Here's the screenshot of a YouTube video implementing the Loss function from the YOLOv1 original research paper. enter image description here

What I don't understand is the need for torch.Flatten() while passing the input to self.mse(), which, in fact, is nn.MSELoss()

The video just mentions the reason as nn.MSELoss() expects the input in the shape (a,b), which I specifically don't understand how or why?

Video link just in case. [For reference, N is the batch size, S is the grid size (split size)]

Aarush Aggarwal
  • 91
  • 1
  • 3
  • 5

2 Answers2

0

It helps to go back to the definitions.
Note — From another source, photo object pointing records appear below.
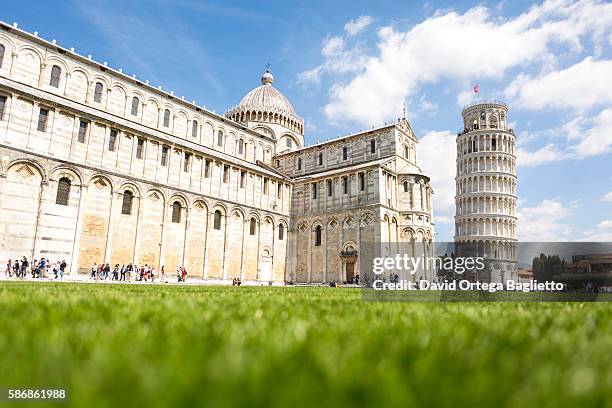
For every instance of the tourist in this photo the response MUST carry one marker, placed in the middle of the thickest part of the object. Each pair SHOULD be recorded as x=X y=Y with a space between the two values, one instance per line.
x=24 y=267
x=17 y=268
x=62 y=269
x=40 y=271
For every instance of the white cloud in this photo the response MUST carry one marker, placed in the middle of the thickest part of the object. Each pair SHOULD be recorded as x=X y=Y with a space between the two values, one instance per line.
x=458 y=46
x=545 y=222
x=580 y=86
x=332 y=46
x=543 y=155
x=601 y=233
x=436 y=157
x=338 y=60
x=597 y=139
x=356 y=26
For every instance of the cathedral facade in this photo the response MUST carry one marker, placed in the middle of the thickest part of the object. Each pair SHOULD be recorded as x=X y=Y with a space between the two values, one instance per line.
x=99 y=167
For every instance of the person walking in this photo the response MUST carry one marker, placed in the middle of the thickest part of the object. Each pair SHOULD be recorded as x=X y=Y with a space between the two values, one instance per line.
x=17 y=268
x=62 y=269
x=40 y=271
x=24 y=267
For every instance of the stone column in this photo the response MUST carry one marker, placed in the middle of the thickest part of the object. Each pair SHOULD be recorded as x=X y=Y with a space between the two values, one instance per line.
x=109 y=233
x=41 y=195
x=186 y=236
x=72 y=267
x=136 y=255
x=161 y=240
x=209 y=215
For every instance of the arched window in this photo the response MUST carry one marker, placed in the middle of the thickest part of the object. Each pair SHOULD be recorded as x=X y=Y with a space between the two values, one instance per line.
x=63 y=191
x=220 y=138
x=281 y=232
x=135 y=102
x=176 y=212
x=126 y=206
x=56 y=72
x=318 y=235
x=98 y=92
x=217 y=220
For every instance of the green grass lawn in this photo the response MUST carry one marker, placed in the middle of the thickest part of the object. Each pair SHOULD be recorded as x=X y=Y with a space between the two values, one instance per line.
x=139 y=345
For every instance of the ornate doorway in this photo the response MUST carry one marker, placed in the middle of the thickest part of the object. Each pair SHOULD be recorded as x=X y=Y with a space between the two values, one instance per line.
x=349 y=260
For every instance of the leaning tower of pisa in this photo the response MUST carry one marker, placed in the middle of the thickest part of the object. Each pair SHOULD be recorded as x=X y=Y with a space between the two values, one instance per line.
x=485 y=216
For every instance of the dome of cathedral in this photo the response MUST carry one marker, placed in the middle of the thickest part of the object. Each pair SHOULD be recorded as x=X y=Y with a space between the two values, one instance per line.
x=266 y=104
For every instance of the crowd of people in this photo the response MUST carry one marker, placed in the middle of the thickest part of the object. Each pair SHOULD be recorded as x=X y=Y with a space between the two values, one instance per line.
x=21 y=268
x=44 y=268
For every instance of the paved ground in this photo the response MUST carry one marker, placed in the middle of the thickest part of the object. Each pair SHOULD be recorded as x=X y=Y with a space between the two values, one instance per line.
x=173 y=281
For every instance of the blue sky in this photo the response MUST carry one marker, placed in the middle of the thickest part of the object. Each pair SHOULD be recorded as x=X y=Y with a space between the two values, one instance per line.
x=351 y=65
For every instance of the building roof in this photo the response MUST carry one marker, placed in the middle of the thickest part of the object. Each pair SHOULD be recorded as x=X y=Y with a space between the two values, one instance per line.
x=266 y=98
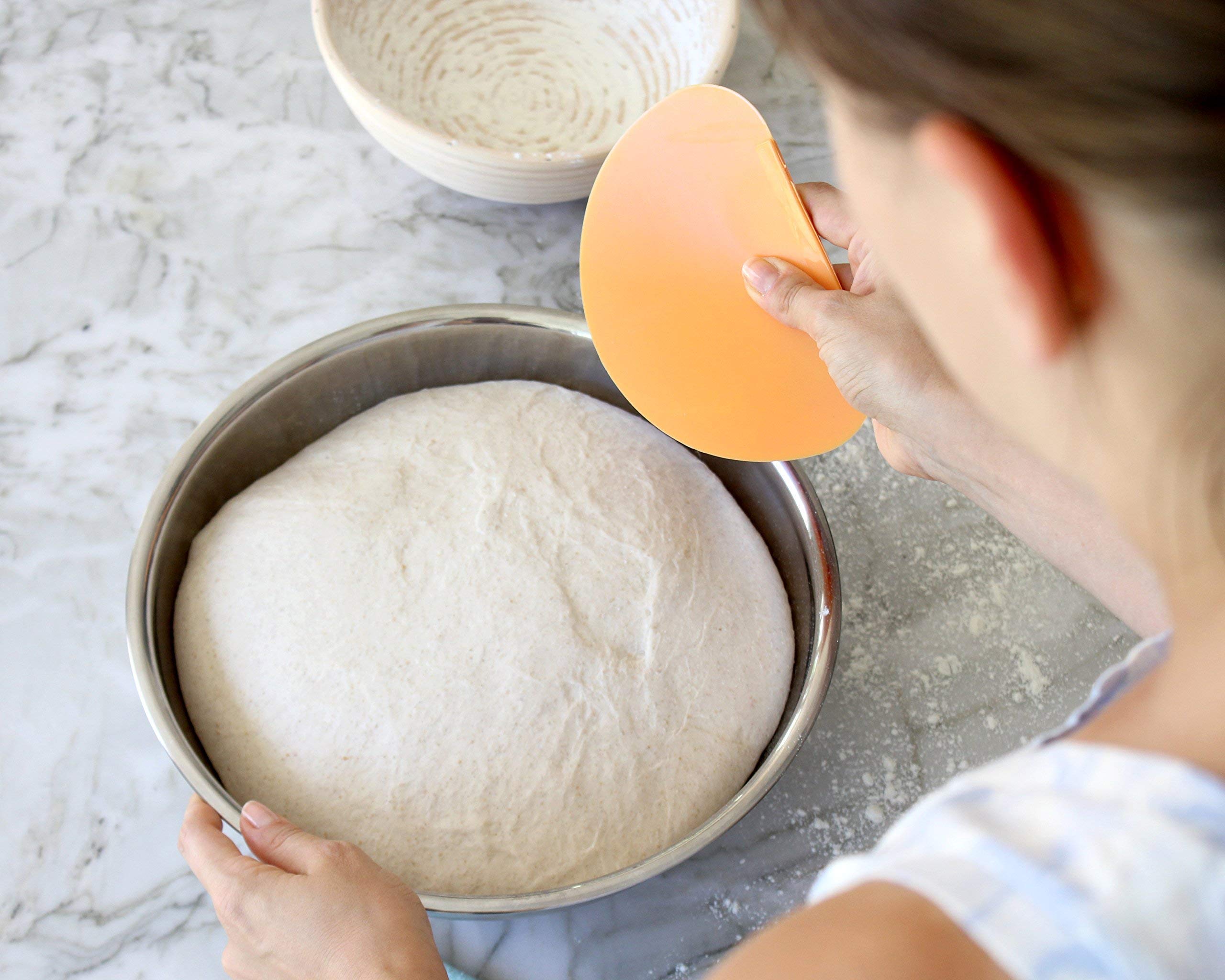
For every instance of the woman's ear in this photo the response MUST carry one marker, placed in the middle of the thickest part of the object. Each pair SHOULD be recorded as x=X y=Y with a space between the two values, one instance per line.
x=1033 y=224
What is MSE? What is it computing?

MSE = mean squared error.

This will be rough pythonic pseudo code to illustrate.

total = 0
for (x,y) in (data,labels):
   total += (x-y)**2
return total / len(labels)  # the average squared difference

For each pair of entries it subtracts two numbers together and returns the average (or mean) after all of the subtractions.
To rephrase the question how would you interpret MSE without flattening? MSE as described and implemented doesn't mean anything for higher dimensions. You can use other loss functions if you want to work with the outputs being matrices such as norms of the output matrices.

Anyways hope that answers your question as to why the flattening is needed.

Steven
  • 5,134
  • 2
  • 27
  • 38
0

I have the same question. So I try with different end_dims. like:

data = torch.randn((1, 7, 7, 4))
target = torch.randn((1, 7, 7, 4))

loss = torch.nn.MSELoss(reduction="sum")


object_loss = loss(
        torch.flatten(data, end_dim=-2),
        torch.flatten(target, end_dim=-2),
    )
object_loss1 = loss(
        torch.flatten(data, end_dim=-3),
        torch.flatten(target, end_dim=-3),
    )
print(object_loss)
print(object_loss1)

I got the same result. So I think it just helps to intepret MSE.